Elasticsearch Reindex is slow compare to REALLOCATION

Hello Team

I am using Elasticsearch version 7.8.0.

I have opened this thread for my understanding in regards to Elasticsearch internal operations.

A Cluster Version : 5.6.3.0
B Cluster Version : 7.8.0.0

We are not using Complex Structures / MAPPINGS .. NO PIPLES / INJEST / DYNAMIC MAPPINGS.

We have mapping indexes already created in B Cluster and then performing re-indexing.

We are using TEXT , DATE , NUMBER Data types only.
I have observed :

  1. When I do Reindexing from A Cluster to B Cluster .. for Index of Size PRIMARY -5 SHARDS [ 12.5 GB ] .. It takes 80-90 minutes.

Network is same / subnet is same .. only two different clusters...

  1. If I do RE-ALLOCATION of Shards Within B Cluster
    OR
    I do increase replicas to 1 , from initial 0 during re-indexing ..

Its super fast ... less than 7-8 mins it completes..

Storage on both Cluster is SAME.

Could you please help me in its understanding..

Reindexing indexes all documents again and therfore rebuilds all data structures on disk and in memory. Reallocation on the other hand generally just involves moving aleready computed segment files between nodes which requires a lot less computational work and is a lot more efficient, but can not be done between clusters.

Okay ..

Thanks for the explanation @Christian_Dahlqvist

What can be done to achieve Faster Re-Indexing Between Cluster ..

What I did on target :

  1. Made replica = 0
  2. refresh = -1
  3. translogs [ flush threshold = 2GB ] [ durability as async ]

Any thing else can be done to achieve speed ...

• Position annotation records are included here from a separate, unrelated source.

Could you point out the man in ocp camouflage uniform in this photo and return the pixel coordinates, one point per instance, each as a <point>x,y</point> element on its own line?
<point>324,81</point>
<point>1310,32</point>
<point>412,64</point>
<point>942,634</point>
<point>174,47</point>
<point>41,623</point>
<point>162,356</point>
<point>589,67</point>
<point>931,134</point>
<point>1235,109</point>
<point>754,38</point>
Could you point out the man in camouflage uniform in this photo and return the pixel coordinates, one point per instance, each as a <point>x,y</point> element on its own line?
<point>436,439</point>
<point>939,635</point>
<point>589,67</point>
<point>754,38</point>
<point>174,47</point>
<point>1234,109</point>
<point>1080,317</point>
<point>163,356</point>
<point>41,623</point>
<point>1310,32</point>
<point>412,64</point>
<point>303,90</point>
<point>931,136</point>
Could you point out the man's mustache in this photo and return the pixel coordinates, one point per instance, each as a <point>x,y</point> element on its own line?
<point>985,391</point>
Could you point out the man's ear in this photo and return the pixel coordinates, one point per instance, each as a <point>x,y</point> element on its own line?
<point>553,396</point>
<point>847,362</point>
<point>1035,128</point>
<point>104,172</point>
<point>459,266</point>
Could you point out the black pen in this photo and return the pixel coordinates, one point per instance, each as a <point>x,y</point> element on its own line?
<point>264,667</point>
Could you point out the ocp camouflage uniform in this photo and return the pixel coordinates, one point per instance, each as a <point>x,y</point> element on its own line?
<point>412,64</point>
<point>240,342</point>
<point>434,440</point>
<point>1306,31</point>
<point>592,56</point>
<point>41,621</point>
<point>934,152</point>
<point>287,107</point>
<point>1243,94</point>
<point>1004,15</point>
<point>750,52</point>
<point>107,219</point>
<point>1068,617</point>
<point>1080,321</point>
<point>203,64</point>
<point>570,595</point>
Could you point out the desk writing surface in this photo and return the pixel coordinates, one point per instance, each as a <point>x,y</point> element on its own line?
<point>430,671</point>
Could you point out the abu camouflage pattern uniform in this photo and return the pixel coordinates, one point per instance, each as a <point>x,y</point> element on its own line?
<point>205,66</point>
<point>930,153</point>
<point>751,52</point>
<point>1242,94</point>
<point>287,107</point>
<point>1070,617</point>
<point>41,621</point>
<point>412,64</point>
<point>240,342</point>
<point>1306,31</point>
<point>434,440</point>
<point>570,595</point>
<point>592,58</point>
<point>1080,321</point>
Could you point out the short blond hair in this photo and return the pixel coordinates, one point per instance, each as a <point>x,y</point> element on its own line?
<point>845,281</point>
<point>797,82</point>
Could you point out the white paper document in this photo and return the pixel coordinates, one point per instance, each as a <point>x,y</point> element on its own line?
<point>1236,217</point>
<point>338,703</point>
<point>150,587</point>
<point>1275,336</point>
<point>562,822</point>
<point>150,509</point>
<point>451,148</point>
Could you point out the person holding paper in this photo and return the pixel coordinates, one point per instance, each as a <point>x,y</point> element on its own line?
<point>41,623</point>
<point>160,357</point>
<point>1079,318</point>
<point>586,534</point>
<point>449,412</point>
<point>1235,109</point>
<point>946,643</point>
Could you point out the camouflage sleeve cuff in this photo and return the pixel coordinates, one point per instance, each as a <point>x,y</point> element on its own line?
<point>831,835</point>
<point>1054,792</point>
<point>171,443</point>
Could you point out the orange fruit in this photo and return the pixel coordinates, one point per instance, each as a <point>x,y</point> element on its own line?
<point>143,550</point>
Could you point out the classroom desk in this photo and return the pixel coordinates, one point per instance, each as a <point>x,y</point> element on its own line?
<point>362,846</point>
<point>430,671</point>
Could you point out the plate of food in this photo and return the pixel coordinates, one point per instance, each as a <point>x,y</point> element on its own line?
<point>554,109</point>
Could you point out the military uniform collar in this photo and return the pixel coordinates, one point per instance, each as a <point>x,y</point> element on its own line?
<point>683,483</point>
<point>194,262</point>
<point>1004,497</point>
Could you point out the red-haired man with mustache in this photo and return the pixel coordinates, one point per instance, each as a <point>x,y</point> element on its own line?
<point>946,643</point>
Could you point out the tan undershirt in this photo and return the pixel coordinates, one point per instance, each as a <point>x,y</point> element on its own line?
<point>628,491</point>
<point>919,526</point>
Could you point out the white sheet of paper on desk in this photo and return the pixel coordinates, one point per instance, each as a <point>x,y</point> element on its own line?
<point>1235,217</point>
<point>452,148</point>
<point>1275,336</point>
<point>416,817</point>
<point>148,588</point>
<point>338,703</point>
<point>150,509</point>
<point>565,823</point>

You can try slicing the reindex operation in order to improve parallelism.

SLICE Cannot be used with REMOTE Clusters ... during re-indexing operations ...

As per document I read ... this will give me error ...

Ah, good point. If you have large data volumes to move you could look into using snapshot and restore instead as that moves segments and do not require reprocessing.

Okay ...

Snapshots = We do not have ... due to our own limitations of INFRA.

So no other Settings at Index / Cluster Level which could boost my re-indexing ... ?

Not that I can think of. Just noticed that the difference in version would mean snapshot and restore would not work even if you had shared storage...

This topic was automatically closed 28 days after the last reply. New replies are no longer allowed.